Fermi pressed on, explicitly referring to the possibility of using the discovery of atomic fission to create a bomb. He warned that Heisenberg would be expected to work on such a project. Heisenberg expressed doubt that such a weapon could be built, at least not quickly. Fermi then asked, “Don’t you think it possible that Hitler may win the war?” Heisenberg expressed doubt, given the balance of technological resources available on each side. Fermi was incredulous that under the circumstances Heisenberg still wanted to return to Germany. Heisenberg explained that patriotism was a stronger factor for him than doubt about the war’s outcome.
Fermi ended the conversation, noting, “That’s a great pity. Let’s just hope we will meet again after the war.”

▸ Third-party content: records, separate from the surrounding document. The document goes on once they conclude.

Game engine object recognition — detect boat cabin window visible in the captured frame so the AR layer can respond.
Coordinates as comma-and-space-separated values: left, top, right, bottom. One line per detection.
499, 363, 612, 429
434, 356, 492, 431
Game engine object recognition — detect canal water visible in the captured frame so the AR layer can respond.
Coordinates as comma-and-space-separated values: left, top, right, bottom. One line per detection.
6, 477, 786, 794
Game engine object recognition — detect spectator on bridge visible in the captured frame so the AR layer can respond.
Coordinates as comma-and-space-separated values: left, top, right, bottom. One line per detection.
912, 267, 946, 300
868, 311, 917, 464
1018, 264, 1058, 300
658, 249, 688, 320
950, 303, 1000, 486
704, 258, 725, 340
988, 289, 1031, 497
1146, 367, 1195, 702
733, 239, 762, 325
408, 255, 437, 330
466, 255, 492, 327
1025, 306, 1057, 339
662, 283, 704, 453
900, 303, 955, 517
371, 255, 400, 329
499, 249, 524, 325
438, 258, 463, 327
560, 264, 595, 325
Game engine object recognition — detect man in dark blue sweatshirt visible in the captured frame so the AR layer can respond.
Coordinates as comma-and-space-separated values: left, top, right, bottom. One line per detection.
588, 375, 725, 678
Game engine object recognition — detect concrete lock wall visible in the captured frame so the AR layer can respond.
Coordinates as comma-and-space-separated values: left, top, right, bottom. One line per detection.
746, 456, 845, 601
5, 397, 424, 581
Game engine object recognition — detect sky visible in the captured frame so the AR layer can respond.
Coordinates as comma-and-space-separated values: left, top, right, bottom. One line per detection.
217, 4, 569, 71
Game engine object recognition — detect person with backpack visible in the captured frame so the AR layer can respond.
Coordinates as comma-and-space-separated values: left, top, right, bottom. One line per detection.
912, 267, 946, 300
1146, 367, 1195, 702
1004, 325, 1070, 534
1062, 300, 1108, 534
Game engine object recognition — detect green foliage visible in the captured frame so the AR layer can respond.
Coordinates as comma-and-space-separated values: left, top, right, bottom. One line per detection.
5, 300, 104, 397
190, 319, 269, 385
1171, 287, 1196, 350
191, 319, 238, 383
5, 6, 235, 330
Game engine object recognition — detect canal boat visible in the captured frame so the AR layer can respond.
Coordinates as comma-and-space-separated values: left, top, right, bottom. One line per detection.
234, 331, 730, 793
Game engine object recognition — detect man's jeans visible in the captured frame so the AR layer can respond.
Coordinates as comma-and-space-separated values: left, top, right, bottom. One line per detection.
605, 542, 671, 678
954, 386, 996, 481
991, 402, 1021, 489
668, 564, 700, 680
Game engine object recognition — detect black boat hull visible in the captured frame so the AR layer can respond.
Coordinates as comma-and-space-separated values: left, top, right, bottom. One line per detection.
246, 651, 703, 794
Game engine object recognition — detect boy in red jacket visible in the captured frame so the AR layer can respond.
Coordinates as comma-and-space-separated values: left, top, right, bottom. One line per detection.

Fermi may have had reservations about the possibility and wisdom of pursuing an atomic weapon. He had soft-pedaled the idea in his meeting with the Navy in March 1939 and continued to have doubts about the technological feasibility of the weapon. His encounter with Heisenberg dramatically altered his perspective. He had known Heisenberg since 1922 and, though Fermi might not have particularly liked the man, he had followed his career and his contributions with great interest. He had even nominated Heisenberg for a Nobel Prize. Heisenberg would now return to his home country and when the inevitable war broke out would be tasked by Hitler with developing a weapon based on nuclear fission. Fermi had enough respect for Heisenberg to know the serious threat he posed. Whatever reservations Fermi had about the project, he would now have to pursue it with vigor. He had no real choice in the matter.
THE RESULTS OF THE SPRING EXPERIMENT WITH SZILARD AND Anderson were never far from Fermi’s mind. Over the summer he corresponded with Szilard on a central problem: if water was not a suitable moderator for the chain reaction, was there another substance that would be suitable?
Their thoughts turned to a form of carbon called graphite.